The band slims down to a septet for a pair of tributes to legendary musicians who’ve passed on: “Sam Rivers,” a jauntily angular piece inspired by the great saxophonist’s Blue Note albums; and “Masekela,” honoring the iconic South African trumpeter and activist who Beasley got to know through their collaborations at International Jazz Day performances in recent years. Patitucci and Colaiuta form the core of the rhythm section for this lineup, as they do on the quintet piece “Implication,” a Beasley original that bridges the influence of Monk with North African traditions.

Patitucci, Colaiuta and Beasley go it alone with the trio piece “Be.YOU.tiful,” which the pianist wrote inspired by a conversation Beasley had with Patitucci regarding the legendary saxophonist Wayne Shorter. Beasley describes working together again with his old friends as slipping into comfortable old habits, energized by the evolution of intervening years and collaborations.

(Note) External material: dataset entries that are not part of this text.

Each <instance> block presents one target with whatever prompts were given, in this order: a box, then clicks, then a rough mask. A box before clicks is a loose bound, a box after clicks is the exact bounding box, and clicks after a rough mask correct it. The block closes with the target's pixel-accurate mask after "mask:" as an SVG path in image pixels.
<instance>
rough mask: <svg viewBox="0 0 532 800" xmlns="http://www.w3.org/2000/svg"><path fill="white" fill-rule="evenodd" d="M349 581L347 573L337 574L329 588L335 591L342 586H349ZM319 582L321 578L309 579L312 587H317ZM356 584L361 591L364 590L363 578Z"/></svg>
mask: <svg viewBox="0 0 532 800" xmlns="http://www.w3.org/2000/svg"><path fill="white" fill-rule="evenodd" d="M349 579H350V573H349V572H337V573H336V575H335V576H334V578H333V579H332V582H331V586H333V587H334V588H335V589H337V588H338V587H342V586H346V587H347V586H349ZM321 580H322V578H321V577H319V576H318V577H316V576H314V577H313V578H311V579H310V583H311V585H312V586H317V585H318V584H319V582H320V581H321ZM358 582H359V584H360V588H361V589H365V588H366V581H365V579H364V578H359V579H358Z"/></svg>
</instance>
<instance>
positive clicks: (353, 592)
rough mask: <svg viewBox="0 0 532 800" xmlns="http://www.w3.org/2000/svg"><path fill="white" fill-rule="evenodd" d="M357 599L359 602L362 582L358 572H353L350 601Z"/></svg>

The MONK’estra returns to its main inspiration for four tracks: “Monk’s Mood” is rendered with a thoroughly contemporary feel, its familiar melody refreshed by the distinctive sound of Grégoire Maret’s virtuosic harmonica; Maret also enlivens the Horace Silver-inspired hard bop of Beasley’s “Five Spot,” a quintet piece rounded out by MONK’estra mainstays Bob Sheppard, Benjamin Shepherd and Terreon Gully.

Joey DeFrancesco’s unmistakable organ sound graces Monk’s “Rhythm-a-Ning,” while Hubert Laws’ flute is the perfect fit for Beasley’s seductive, soulful arrangement of “Locomotive.” The inclusion of “Off Minor,” transformed with a Roots-inspired hip-hop vibe, was inspired by Beasley’s mentor Freddie Hubbard, who often included the tune in his own sets.

Finally, Beasley gives the MONK’estra treatment to pieces by two of Monk’s companions in the jazz pantheon: Bird’s “Donna Lee” percolates with an Afro-Cuban groove and a nod to Jaco Pastorius’ version of the tune, while Duke Ellington’s “Come Sunday” ends the album on a spiritual note, with classical baritone Jubilant Sykes intoning Ellington’s plea for peace and guidance in a stirring performance responding to the country’s sadly still-relevant racial divisiveness. “We are living through times when misinformation and blatant hate are given platforms,” Beasley says “And, Covid-19 created an even more hyper anxiety-fueled world, so it’s important to create music that can provide a respite and also be humanizing.”

MONK’estra Plays John Beasley is the latest reinvention in a career full of them. Beasley worked with iconic trumpeters Freddie Hubbard and Miles Davis while still in his 20s and has gone on to play with such greats as Herbie Hancock, Al Jarreau, Steely Dan, Chaka Khan and Christian McBride. He serves as Music Director for the Herbie Hancock institute’s globe-spanning International Jazz Day concerts while touring the world with the

MONK’estra. In addition, he has worked extensively in film and television, primarily on the soundtracks of noted composer Thomas Newman, including the James Bond hits Spectre and Skyfall. Along the way, Beasley has garnered five GRAMMY® Award nominations and an Emmy® Award.